Diba PEA shows potential for fast payback

22nd July 2020 By: Donna Slater - Creamer Media Staff Writer and Photographer

African mining royalty generator Altus Strategies reports positive results from a preliminary economic assessment (PEA) for its 100%-owned Diba gold project, in western Mali.

The PEA is based on an openpit oxide gold mine with a life of 3.25 years, an average production of 52 000 oz/y and a low strip ratio.

The 81 km2 Diba project is located in the Kayes region of western Mali, about 450 km northwest of the capital city of Bamako.

The project sits 5 km west of the company’s Lakanfla gold project, which is under a joint venture with ASX-listed Graphex Mining. It is also located about 13 km south of the multimillion-ounce Sadiola gold mine and 35 km south of the multimillion-ounce Yatela former gold mine.

Based on the assumption that the leach pad will be located to the south of the pit, the Diba project life-of-mine plan will comprise the simultaneous exploitation of three openpit deposits. Pit phasing and exits will be independent of each other.

The overall strategy is to achieve an average life-of-mine production rate of 4 000 t/d, with a strip ratio expected to average 1.37:1.

The PEA sets out two financial scenarios, the first accounting for a 10% discount rate and a gold price of $1 500/oz, showing that the Diba project will have a pre-tax net present value (NPV) of $115-million and an internal rate of return (IRR) of 728%, with payback in 6.2 months.

The after-tax NPV is estimated to be $81-million, with an IRR of 469% and payback within 6.9 months.

Alternatively, the second scenario applies a 5% discount rate and is based on a gold price of $1 800/oz, which results in the PEA pointing to the project having a pre-tax NPV of $167-million and an after-tax NPV of $118-million.

In addition, the PEA also suggests further growth potential for the Diba project, as seven more oxide gold targets are due for systematic drill testing and a metallurgical study is to be conducted to test potential sulphide ores to be processed through carbon in leach.

Mineralisation at the Diba project is sediment-hosted within a series of eight stacked lenses, typically between 20  m and 40 m thick.
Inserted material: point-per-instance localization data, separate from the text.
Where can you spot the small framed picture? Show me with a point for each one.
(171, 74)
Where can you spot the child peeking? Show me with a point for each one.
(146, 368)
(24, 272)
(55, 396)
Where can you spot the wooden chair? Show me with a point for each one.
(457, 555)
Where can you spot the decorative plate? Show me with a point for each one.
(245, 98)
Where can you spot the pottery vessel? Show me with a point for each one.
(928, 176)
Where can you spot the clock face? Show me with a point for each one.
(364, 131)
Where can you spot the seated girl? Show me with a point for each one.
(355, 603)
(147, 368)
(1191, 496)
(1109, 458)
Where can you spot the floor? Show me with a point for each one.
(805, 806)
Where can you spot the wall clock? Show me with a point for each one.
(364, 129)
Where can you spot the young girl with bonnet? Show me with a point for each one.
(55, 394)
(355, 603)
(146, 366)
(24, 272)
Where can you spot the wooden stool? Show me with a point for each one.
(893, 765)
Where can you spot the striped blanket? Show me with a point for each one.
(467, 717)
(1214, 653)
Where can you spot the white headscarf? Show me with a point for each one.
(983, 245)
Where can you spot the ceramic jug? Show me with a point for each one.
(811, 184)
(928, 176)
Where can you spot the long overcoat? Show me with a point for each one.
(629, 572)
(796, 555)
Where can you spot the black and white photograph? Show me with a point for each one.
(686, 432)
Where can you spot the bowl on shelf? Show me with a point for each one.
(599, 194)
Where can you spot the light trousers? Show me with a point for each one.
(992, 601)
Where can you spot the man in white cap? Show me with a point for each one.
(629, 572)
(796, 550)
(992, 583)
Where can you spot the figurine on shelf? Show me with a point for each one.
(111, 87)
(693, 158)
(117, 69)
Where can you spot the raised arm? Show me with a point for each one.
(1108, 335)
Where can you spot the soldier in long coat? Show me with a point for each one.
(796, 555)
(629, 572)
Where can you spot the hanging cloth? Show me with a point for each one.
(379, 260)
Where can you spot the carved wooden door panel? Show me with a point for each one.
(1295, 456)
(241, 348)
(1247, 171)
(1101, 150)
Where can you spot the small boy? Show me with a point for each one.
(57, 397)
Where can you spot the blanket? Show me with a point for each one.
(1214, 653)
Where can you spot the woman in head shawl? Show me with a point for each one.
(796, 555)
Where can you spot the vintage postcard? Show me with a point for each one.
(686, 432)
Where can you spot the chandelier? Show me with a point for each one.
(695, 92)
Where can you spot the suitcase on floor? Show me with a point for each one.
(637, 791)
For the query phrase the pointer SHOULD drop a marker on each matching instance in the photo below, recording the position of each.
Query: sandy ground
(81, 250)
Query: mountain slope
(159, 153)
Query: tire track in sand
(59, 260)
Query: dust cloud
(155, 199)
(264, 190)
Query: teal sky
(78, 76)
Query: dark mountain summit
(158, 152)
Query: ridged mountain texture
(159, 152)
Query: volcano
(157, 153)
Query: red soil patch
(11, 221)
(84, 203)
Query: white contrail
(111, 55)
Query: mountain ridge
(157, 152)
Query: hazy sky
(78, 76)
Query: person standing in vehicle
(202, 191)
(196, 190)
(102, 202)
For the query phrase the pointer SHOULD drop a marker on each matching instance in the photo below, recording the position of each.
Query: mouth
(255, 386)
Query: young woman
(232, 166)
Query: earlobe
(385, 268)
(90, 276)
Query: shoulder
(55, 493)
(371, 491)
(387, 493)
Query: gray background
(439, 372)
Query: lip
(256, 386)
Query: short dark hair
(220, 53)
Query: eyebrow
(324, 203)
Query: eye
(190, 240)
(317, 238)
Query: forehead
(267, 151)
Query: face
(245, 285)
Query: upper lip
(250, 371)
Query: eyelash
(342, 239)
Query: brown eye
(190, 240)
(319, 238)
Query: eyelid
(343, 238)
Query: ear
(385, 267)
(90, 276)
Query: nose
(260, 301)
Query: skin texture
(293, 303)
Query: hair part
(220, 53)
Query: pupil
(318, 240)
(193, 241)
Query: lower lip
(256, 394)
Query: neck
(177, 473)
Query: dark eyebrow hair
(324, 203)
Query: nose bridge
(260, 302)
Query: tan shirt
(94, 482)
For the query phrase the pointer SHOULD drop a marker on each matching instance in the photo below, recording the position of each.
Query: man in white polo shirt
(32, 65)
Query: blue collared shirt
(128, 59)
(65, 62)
The lenses are shallow-dipping at about 30° angled to the east/east-southeast.

The weathering profile at the property is estimated to be up to 70 m vertical depth, resulting in extensive oxidation from surface.

The sulphide content of the mineralised lenses is typically less than 10% by volume and commonly as little as 1%. Disseminated sulphides are fine to very-fine grained and consist of pyrite, with a minor amount of arsenopyrite, chalcopyrite, tellurides and native gold.

Altus CE Steven Poulton says that while the preliminary economics are compelling, the company believes Diba has considerable growth potential.

He adds that Altus will also undertake metallurgical test work to determine if the sulphide material, which is not modelled in the current PEA and which represents about 50% of the current mineral resource, is amenable to conventional carbon-in-leach processing.

The next phase of drilling on the project will focus on the potential to convert inferred resources into indicated resources, as well as the down-dip potential of the deposit.

In parallel, systematic drilling will be undertaken over seven priority prospects that have been discovered within 7 km of the current mineral resource. These targets include the Diba Southwest, Diba Northwest, Diba East, Diba West-Northwest and Plateau targets.